While I agree that this is a concern, I think the stock price drop is an overreaction. First, the "slowdown" in GOM wasn't structural but rather optical and was mostly attributed to timing-related factors. If we look at GOM from a 2-year stack basis, 3Q23 performance saw a major outperformance compared to the previous 2 quarters, as shown in my chart below.
Author's valuation model
Second, the UAW strike was a drag on GOM's performance during the quarter. APTV suffered greatly because it was over-indexed by the Detroit 3 automakers in North America relative to the production of light vehicles worldwide. Thirdly, on a headline basis, while global GOM decelerated from 1000 bps in 2Q23 to just 200 bps in 3Q23, if we look at APTV exposures, there were spots where APTV was performing really well.
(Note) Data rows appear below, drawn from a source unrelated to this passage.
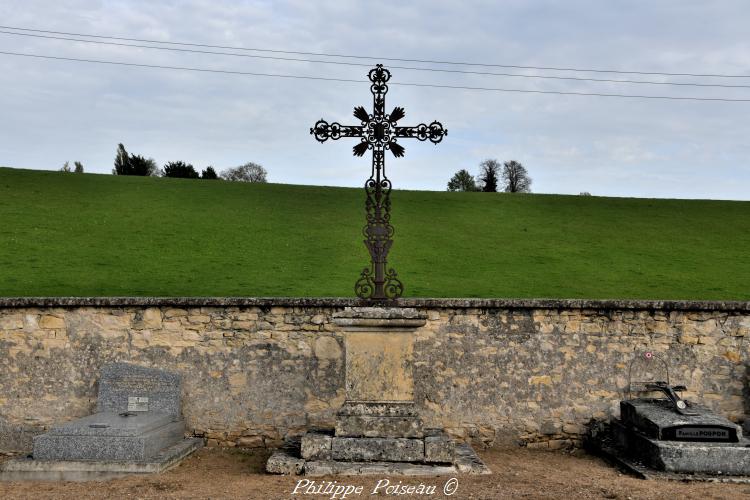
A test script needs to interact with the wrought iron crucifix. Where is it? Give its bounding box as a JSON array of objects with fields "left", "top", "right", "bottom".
[{"left": 310, "top": 64, "right": 448, "bottom": 300}]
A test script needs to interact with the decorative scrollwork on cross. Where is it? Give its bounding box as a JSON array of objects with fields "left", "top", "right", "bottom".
[{"left": 310, "top": 64, "right": 448, "bottom": 300}]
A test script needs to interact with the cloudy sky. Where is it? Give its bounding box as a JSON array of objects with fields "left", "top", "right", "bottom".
[{"left": 0, "top": 0, "right": 750, "bottom": 200}]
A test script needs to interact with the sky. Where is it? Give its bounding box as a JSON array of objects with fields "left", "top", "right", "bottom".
[{"left": 0, "top": 0, "right": 750, "bottom": 200}]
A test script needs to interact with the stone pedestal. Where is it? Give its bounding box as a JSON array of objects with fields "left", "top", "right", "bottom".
[{"left": 266, "top": 307, "right": 489, "bottom": 475}]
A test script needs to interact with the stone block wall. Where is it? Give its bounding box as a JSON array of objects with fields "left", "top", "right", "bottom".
[{"left": 0, "top": 298, "right": 750, "bottom": 451}]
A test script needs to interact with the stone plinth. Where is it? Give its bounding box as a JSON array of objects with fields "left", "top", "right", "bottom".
[
  {"left": 333, "top": 307, "right": 427, "bottom": 402},
  {"left": 266, "top": 307, "right": 489, "bottom": 476}
]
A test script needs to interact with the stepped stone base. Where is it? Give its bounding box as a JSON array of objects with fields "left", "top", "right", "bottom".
[{"left": 266, "top": 431, "right": 490, "bottom": 476}]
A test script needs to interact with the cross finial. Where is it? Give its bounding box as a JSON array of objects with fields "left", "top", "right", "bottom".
[{"left": 310, "top": 64, "right": 448, "bottom": 300}]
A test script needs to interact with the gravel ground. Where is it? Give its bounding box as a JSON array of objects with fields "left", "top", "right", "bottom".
[{"left": 0, "top": 448, "right": 750, "bottom": 500}]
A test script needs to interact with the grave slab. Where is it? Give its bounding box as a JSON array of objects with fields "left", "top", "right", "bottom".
[
  {"left": 6, "top": 363, "right": 202, "bottom": 475},
  {"left": 0, "top": 438, "right": 203, "bottom": 481}
]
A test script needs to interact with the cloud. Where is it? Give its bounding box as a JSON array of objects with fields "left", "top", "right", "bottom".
[{"left": 0, "top": 0, "right": 750, "bottom": 199}]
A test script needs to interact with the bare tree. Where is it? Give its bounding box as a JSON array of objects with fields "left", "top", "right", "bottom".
[
  {"left": 479, "top": 159, "right": 500, "bottom": 193},
  {"left": 503, "top": 160, "right": 531, "bottom": 193},
  {"left": 221, "top": 162, "right": 268, "bottom": 182}
]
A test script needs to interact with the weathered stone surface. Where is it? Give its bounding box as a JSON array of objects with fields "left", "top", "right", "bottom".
[
  {"left": 336, "top": 415, "right": 424, "bottom": 438},
  {"left": 337, "top": 401, "right": 419, "bottom": 417},
  {"left": 424, "top": 435, "right": 456, "bottom": 463},
  {"left": 266, "top": 449, "right": 305, "bottom": 476},
  {"left": 300, "top": 432, "right": 333, "bottom": 460},
  {"left": 331, "top": 437, "right": 424, "bottom": 462},
  {"left": 0, "top": 297, "right": 750, "bottom": 452},
  {"left": 454, "top": 443, "right": 492, "bottom": 474},
  {"left": 344, "top": 332, "right": 414, "bottom": 401},
  {"left": 305, "top": 461, "right": 458, "bottom": 477}
]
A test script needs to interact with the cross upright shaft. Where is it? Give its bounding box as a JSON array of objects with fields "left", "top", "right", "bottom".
[{"left": 310, "top": 64, "right": 448, "bottom": 300}]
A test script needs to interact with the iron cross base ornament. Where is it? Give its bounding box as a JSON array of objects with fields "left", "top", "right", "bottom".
[{"left": 310, "top": 64, "right": 448, "bottom": 300}]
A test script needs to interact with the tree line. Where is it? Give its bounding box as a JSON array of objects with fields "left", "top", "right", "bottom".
[
  {"left": 448, "top": 159, "right": 531, "bottom": 193},
  {"left": 60, "top": 143, "right": 268, "bottom": 182}
]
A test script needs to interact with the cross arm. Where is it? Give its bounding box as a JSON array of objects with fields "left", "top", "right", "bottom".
[
  {"left": 394, "top": 121, "right": 448, "bottom": 144},
  {"left": 310, "top": 119, "right": 365, "bottom": 142}
]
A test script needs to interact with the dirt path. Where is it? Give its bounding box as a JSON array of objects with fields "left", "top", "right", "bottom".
[{"left": 0, "top": 449, "right": 750, "bottom": 500}]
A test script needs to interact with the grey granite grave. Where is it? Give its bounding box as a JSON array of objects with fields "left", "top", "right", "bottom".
[
  {"left": 612, "top": 398, "right": 750, "bottom": 476},
  {"left": 0, "top": 363, "right": 202, "bottom": 478},
  {"left": 266, "top": 307, "right": 490, "bottom": 476}
]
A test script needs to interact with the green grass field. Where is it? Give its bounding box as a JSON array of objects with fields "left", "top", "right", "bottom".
[{"left": 0, "top": 168, "right": 750, "bottom": 300}]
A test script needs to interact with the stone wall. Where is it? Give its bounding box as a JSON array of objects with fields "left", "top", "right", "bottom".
[{"left": 0, "top": 298, "right": 750, "bottom": 451}]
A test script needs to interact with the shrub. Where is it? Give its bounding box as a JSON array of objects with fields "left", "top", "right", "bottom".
[{"left": 164, "top": 161, "right": 198, "bottom": 179}]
For instance, in North America, 65% of APTV's revenue comes from the manufacturers in Detroit, and GOM was 1400 bps.
Finally, I believe that some investors may be missing the forest for the trees when it comes to the negative narrative surrounding weak EV adoption. Adoption of EVs is one of the growth drivers for APTV, but other growth drivers include the expansion of high-voltage vehicles in general, like plug-in hybrid electric vehicles and autonomous driving, and the need for increasingly complex electrical architecture for vehicles. Therefore, I wouldn't draw any firm conclusions about the future pace of growth from the headline data on weak pure-EV adoption.
Finally, I believe the current bookings and high growth segment momentum position APTV on track to keep delivering GOM in the coming years. In 3Q23, APTV reported $6.6 billion of bookings, bringing year-to-date total bookings to $27 billion, which is on track to meet the FY23 target of $32 billion if we annualize it ($27 * 4/3 = $36 billion). This $36 billion is roughly 1.7x FY24 consensus estimated revenue.
Valuation and risk
Author's valuation model
According to my model, APTV is valued at $107 in FY24, representing a 32% increase. My target price was lowered as I adjusted my assumptions to reflect the fact that EV adoption is actually slowing, which is bound to have an impact on growth. I also adjusted my margin expectations downward to be conservative on the margin expansion runway as growth slows. Lastly, my assumption for forward PE is also reduced to 16x, as I expect the market to focus on the negative headline numbers (slowing EV adoption and GOM deceleration). Note that APTV is currently trading at 14x forward PE while it has a 10Y average of 17.5x. My assumption is that multiples will see some recovery but remain pressured.
The investment risk with APTV is that I might have been too optimistic about the negative impact of slowing EV adoption. If the majority of incremental demand is going to come from EVs, then growth might see further deceleration.
Summary
Despite the recent market reaction to APTV performance, I maintain my buy rating on APTV. The downward shift in stock price appears exaggerated, primarily influenced by concerns over weaker GOM and EV adoption. My analysis reveals that the GOM slowdown was more temporary than structural, influenced by timing-related factors and the impact of the UAW strike. Furthermore, while EV adoption is a significant factor, APTV's growth drivers include broader aspects. The company's current bookings and momentum in high-growth segments remain promising, supporting the potential to meet FY23 targets.